Mosselen zijn in ons waterrijke landje sinds ze bij de frietboer in een deegjasje verkocht worden gemeengoed geworden, maar voor de eveneens hier veelvuldig gekweekte oesters hoef je ook niet iedereeen wakker te maken.
De Hollandse viskraam heeft een zeer beperkt aanbod, niet omdat hij niet meer kan aanbieden, maar omdat de Hollander niet vreet wat hij niet kent. Op markten in steden waar veel 'buitenlanders' wonen is het aanbod ineens verrassend veel groter.

Op de tweede dag van onze uitstap zagen we bij deze visstal iets wat wij niet eerder zagen: Zee-egels! We besloten ze te gaan proeven en lieten er vier klaarmaken. De vrouw van de stal pakte een nagelschaartje en knipte ze open. Het mooie skeletje van het strand verminkt om de inhoud te kunnen verorberen.

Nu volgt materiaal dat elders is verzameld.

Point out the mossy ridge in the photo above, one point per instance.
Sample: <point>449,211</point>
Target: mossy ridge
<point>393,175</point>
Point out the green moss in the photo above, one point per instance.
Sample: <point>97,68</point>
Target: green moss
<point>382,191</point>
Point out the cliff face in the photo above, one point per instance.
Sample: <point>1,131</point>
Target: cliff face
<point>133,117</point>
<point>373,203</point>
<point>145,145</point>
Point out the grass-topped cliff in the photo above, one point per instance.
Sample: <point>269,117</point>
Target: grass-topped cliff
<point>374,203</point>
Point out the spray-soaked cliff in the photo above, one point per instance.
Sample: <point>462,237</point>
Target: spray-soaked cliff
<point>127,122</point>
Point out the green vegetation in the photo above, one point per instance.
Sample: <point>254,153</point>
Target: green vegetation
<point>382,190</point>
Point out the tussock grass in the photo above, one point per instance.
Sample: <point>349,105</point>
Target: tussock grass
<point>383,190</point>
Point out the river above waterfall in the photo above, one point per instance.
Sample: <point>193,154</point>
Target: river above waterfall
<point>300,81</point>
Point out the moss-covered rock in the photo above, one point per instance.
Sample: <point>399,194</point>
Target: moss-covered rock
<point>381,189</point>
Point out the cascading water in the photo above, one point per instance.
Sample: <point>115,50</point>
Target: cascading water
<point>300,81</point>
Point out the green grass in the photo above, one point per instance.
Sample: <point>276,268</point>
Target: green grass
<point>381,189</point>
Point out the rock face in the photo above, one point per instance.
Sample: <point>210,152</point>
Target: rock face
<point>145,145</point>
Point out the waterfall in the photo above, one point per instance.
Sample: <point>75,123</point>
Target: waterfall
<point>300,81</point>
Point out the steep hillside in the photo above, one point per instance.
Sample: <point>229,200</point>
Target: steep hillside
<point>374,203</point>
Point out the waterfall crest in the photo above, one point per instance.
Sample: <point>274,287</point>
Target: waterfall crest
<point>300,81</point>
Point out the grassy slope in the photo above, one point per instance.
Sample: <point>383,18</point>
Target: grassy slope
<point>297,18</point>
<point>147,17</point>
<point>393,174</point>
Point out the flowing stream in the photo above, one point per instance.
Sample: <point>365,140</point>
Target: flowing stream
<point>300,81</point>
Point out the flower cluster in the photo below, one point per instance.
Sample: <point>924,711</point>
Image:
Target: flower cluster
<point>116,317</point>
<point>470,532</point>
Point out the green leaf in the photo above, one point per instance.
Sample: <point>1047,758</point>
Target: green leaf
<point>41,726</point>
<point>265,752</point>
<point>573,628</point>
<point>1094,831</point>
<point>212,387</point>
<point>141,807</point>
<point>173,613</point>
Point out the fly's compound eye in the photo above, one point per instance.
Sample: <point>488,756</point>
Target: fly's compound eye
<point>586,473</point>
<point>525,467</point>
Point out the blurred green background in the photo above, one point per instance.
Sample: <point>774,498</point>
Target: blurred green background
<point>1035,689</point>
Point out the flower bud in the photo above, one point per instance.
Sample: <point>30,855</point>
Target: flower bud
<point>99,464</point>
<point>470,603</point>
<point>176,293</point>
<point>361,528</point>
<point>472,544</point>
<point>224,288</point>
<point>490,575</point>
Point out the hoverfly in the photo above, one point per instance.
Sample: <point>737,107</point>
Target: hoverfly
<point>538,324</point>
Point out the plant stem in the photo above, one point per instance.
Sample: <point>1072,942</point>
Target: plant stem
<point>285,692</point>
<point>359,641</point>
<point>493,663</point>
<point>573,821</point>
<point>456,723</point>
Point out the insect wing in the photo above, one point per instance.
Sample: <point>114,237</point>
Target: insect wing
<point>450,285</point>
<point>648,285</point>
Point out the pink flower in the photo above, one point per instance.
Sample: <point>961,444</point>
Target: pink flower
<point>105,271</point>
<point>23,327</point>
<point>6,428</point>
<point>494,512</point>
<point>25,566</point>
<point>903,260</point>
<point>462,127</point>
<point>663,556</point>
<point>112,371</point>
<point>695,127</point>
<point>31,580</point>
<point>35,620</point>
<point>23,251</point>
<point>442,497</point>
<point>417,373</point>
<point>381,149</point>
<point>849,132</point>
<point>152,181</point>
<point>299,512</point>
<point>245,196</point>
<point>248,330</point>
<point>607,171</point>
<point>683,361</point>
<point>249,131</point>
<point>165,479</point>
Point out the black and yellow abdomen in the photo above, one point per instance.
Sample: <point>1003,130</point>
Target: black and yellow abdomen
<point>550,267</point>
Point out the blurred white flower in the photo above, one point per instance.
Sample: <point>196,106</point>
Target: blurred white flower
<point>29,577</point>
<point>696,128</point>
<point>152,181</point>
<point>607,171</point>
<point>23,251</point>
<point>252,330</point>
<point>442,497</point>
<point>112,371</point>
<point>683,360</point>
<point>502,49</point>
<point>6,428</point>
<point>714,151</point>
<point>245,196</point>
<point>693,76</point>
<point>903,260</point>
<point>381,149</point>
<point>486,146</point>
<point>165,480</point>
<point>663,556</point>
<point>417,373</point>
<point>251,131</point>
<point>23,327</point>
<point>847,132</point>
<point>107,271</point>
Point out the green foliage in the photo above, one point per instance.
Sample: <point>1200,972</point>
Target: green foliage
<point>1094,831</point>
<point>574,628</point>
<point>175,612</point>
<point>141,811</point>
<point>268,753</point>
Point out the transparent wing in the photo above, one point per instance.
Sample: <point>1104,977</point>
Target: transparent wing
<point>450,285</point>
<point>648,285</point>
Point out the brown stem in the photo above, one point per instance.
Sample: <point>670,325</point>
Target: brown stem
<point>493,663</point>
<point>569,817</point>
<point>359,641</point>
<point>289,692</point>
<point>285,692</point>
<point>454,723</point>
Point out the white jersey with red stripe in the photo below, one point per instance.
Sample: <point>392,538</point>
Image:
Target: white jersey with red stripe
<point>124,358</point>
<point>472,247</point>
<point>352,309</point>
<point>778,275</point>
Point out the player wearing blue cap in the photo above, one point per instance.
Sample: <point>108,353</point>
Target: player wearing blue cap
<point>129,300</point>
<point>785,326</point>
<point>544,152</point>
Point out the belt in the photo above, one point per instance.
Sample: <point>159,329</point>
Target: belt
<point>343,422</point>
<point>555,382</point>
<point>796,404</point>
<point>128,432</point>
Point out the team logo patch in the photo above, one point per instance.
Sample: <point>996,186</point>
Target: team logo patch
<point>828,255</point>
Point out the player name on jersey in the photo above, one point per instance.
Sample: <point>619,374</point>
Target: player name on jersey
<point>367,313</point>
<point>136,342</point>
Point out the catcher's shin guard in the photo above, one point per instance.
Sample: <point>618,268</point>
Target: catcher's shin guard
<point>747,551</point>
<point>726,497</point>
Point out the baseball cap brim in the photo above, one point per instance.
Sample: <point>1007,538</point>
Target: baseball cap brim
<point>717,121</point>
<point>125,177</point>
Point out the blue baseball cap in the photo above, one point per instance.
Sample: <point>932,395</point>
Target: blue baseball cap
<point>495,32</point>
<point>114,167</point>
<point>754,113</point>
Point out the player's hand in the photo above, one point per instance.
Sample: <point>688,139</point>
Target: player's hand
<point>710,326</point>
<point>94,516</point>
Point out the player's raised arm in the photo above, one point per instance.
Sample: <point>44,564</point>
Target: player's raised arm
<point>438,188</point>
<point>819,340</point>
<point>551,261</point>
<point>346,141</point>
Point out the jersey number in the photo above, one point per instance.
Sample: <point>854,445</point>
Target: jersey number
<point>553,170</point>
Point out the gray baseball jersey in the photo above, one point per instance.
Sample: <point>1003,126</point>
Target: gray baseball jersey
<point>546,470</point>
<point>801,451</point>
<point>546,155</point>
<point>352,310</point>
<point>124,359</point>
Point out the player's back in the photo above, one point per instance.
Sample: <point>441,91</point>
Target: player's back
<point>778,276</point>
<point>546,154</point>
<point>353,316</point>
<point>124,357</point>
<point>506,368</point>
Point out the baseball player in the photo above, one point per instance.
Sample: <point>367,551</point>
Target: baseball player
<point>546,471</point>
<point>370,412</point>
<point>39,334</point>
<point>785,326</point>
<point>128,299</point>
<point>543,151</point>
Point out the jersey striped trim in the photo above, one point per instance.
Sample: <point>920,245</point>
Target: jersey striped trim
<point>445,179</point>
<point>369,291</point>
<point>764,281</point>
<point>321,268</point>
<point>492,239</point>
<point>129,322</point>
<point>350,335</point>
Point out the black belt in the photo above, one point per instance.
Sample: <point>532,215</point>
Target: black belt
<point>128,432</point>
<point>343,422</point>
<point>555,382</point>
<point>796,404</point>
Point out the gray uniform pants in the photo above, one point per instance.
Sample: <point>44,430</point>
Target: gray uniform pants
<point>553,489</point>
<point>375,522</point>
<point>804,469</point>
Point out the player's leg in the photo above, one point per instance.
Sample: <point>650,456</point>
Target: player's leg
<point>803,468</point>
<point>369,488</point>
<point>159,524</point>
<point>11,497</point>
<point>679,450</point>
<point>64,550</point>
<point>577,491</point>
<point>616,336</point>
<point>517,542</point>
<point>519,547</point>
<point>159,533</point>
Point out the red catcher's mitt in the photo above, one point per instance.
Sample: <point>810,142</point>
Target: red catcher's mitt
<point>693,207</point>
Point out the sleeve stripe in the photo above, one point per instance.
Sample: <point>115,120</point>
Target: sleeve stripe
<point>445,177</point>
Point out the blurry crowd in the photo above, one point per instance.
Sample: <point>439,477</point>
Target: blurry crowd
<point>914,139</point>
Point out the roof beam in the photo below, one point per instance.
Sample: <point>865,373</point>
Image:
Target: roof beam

Meer dan een lepeltje heb je niet nodig, je eet ze rauw, dus levend net als oesters en andere schaaldieren. Ze smaken naar wat je maar wilt, mij deden ze me denken aan 'pulpo en su tinto', inktvis in zijn eigen zwarte nat, dat wij vorig jaar in Spanje kochten. Maar het was meer dan dat, het had een eigen, niet te definieren smaak. Wij vonden het lekker, lekkerder dan de scheermessen die we een week later aten.